Today we are going to discuss health apps and how Machine Learning is impacting the nutrition and health landscape in today’s digital era.

It is no question that health, nutrition, and moreover dieting has become very “trendy” in the 21st century. In the earlier 2000s, the South Beach Diet was a New York Times Bestselling book. It was only until a few years later that several of the claims made in that book, about how to regiment carbs specifically, were apparently disproven by the medical and nutrition establishment.

Since, there’s been a range of new health crazes, including Ketogenic diets, the Paleo, or “caveman” diet, pescatarian diets, vegan diets, vegetarian diets, and so much more. In whatever dieting moment the health and wellness economy is centered on, there’s also been a birthing of new health and nutrition mobile applications to “track” what we’re eating and when we’re eating.

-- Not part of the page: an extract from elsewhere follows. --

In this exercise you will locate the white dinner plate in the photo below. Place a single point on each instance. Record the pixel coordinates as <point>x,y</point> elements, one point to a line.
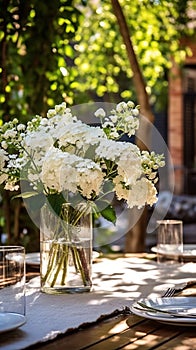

These iOS and Android applications are the latest success in helping to quantify everything we eat, creating a data addiction with food and everything we consume on any given day of the week. Nutrition has now been incorporated into the palm of our hands.

Algorithms for what we eat

In order to understand how some of these applications are working, let’s first take a look at the architecture of nutrition applications, and the data that ML is processing for us as we go about our eating schedules.

Some of the main data that is used in mobile nutrition applications include the following: the time of each meal we eat, food and beverage amount and content, physical activity (either daily or weekly), height, weight and sleep time. From here, all sorts of factors are calculated that relate to our health, including, but not limited to: glycemic index, calories burned, calories consumed, how our fitness is affecting out metabolic rates, etc.

Part of the reason these nutrition and some would call fitness apps are so addicting is because the amount of data computed makes consumers curious, and triggers that serotonin response everytime we get a good reading of something healthy we did or ate.

Some of the newest Apps on the Market

Here are some examples of organizations revolutionizing the health industry as of late:

FitGenie is an iOS app billed as a “smart calorie counter,” which applies machine learning algorithms to simplify nutrition planning for individuals aiming to reach a certain weight or fitness goal. The AI of this app also gives users meal recommendations which is a huge plus for user satisfaction. One user mentioned that the App always knows what kind of food they want for their next meal.

HealthyOut, another fairly new iOS app helps people to identify nutritious options while dining out at restaurants, allowing users to filter based on their dietary goals/restrictions. Users recommend this App because of the macronutrient breakdown in a colorful pie chart. Another plus is that this App helps to uncover how much Fat is used in cooking dishes in American restaurants.

AVA is another app that harnesses AI’s power to analyze the types of meals that will help its users to manage their health. It screens for allergies and food sensitivities as well as stress, sleep, and physical activity to formulate personalized recipe recommendations and meal planning tools, as well as daily coaching and guidance.

Overall, we can see that ML is being used in very strategic ways in these iOS applications. The ML is not just giving people data outputs about food, but rather giving people insights for how to think about nutrition in ways that are non-conventional, interesting, and unique to each person’s abilities and routines. This starts with a team of developers and engineers that think critically about how they want their ML to impact their audiences, and how food trends and our modern existence is affected by the food we enjoy and interact with on a daily basis.

TagsNutrition AppsHealthMachine Learning
Michael Robbins
Writer
Michael is a writer that helps organizations align their mission and values to a wide audience.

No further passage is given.